Rezerwy w przychodach z transmisji i dnia meczu

Największe źródło przychodów klubów 1 Ligi stanowi przychód komercyjny, który w zeszłym roku wyniósł niespełna 88 mln zł. Łączne przychody drużyn z transmisji telewizyjnych sięgnęły prawie 12 mln zł. Zdecydowanym liderem pod tym względem jest Górnik Łęczna, który dzięki udziałowi w Ekstraklasie przez połowę 2017 roku, osiągnął wynik na poziomie 2,4 mln zł. Ze sprzedaży biletów kluby grające w
1 Lidze zarobiły blisko 7,4 mln zł. Największe przychody z tego tytułu osiągnęły GKS Tychy oraz Ruch Chorzów, które z dni meczów zarobiły odpowiednio 946 tys. zł i 929 tys. zł.

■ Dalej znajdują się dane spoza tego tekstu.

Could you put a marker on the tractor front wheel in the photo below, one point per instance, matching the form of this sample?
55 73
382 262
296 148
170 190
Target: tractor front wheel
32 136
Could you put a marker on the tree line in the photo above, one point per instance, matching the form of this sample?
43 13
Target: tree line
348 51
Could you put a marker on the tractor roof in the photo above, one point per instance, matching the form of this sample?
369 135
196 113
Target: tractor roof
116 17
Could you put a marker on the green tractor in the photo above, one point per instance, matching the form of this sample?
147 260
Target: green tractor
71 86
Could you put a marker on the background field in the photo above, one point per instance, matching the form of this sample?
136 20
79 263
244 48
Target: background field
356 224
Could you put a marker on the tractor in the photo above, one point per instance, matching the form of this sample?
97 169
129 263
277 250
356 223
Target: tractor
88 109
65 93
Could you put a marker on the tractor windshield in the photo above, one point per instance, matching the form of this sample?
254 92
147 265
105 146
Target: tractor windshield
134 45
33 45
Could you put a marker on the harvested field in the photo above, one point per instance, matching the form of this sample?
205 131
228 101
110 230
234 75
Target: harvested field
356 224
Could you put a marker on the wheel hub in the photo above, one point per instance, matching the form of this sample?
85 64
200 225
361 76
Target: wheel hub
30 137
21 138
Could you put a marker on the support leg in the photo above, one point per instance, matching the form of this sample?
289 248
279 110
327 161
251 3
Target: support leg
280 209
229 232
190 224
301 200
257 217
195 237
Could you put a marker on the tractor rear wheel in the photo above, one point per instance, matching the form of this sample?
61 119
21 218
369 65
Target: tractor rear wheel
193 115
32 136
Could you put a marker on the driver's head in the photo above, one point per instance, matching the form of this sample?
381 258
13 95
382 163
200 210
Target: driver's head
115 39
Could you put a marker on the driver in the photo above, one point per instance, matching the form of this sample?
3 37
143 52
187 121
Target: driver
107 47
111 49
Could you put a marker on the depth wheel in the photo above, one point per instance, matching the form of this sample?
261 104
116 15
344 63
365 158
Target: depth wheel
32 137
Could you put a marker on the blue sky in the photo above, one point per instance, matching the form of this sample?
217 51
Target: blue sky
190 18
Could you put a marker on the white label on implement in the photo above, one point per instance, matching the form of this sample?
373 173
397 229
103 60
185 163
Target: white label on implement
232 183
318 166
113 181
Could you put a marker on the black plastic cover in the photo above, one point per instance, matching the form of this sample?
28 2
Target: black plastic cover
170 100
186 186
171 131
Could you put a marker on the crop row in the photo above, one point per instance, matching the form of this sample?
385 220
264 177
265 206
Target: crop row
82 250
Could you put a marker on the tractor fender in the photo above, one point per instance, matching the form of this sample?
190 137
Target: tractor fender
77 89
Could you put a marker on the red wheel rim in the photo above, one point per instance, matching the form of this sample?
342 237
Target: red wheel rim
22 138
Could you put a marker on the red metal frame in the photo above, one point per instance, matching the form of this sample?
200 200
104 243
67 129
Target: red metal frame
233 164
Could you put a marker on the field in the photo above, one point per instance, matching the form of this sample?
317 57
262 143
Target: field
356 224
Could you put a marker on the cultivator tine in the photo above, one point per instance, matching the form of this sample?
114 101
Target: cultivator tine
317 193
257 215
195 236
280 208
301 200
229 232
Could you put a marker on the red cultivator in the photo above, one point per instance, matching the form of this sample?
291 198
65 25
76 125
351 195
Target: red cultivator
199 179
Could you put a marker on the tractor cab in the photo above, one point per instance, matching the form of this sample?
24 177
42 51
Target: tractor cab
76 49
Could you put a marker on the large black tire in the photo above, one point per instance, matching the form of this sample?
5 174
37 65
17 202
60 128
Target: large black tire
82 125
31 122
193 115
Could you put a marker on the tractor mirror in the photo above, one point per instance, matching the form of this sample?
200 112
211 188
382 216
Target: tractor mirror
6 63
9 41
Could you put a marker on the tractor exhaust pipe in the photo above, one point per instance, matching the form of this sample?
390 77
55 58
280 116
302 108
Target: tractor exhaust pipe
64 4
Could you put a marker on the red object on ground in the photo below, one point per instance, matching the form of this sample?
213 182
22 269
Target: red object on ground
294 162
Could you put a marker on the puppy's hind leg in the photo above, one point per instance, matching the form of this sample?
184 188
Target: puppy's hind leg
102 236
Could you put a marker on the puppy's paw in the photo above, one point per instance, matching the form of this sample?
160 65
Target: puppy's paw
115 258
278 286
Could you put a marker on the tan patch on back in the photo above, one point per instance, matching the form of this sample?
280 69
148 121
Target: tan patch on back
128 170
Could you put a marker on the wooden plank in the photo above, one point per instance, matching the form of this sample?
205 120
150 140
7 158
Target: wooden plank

Sezon 2017/2018 pod względem frekwencji w 1 Lidze okazał się nieco gorszy od poprzedniego, który był rekordowy. Średnio mecze pierwszoligowców oglądało 2 244 widzów, co jest wynikiem o 13 proc. niższym niż w sezonie 2016/2017. – Największą frekwencją minionego sezonu może pochwalić się Ruch Chorzów. Stadion przy ulicy Cichej gromadził średnio podczas meczu 4 629 kibiców, czyli o 28 proc. mniej niż w poprzednim sezonie. Wpływ na to z pewnością miał spadek Ruchu z Ekstraklasy, w której chorzowianie grali w sezonie 2016/2017 – mówi Łukasz Linek, ekspert Sports Business Group Deloitte.

Poza liderem jeszcze dwa kluby mogły pochwalić się frekwencją przekraczającą 4 000 osób na mecz. Są to Podbeskidzie Bielsko-Biała (4 275) oraz GKS Tychy (4 140).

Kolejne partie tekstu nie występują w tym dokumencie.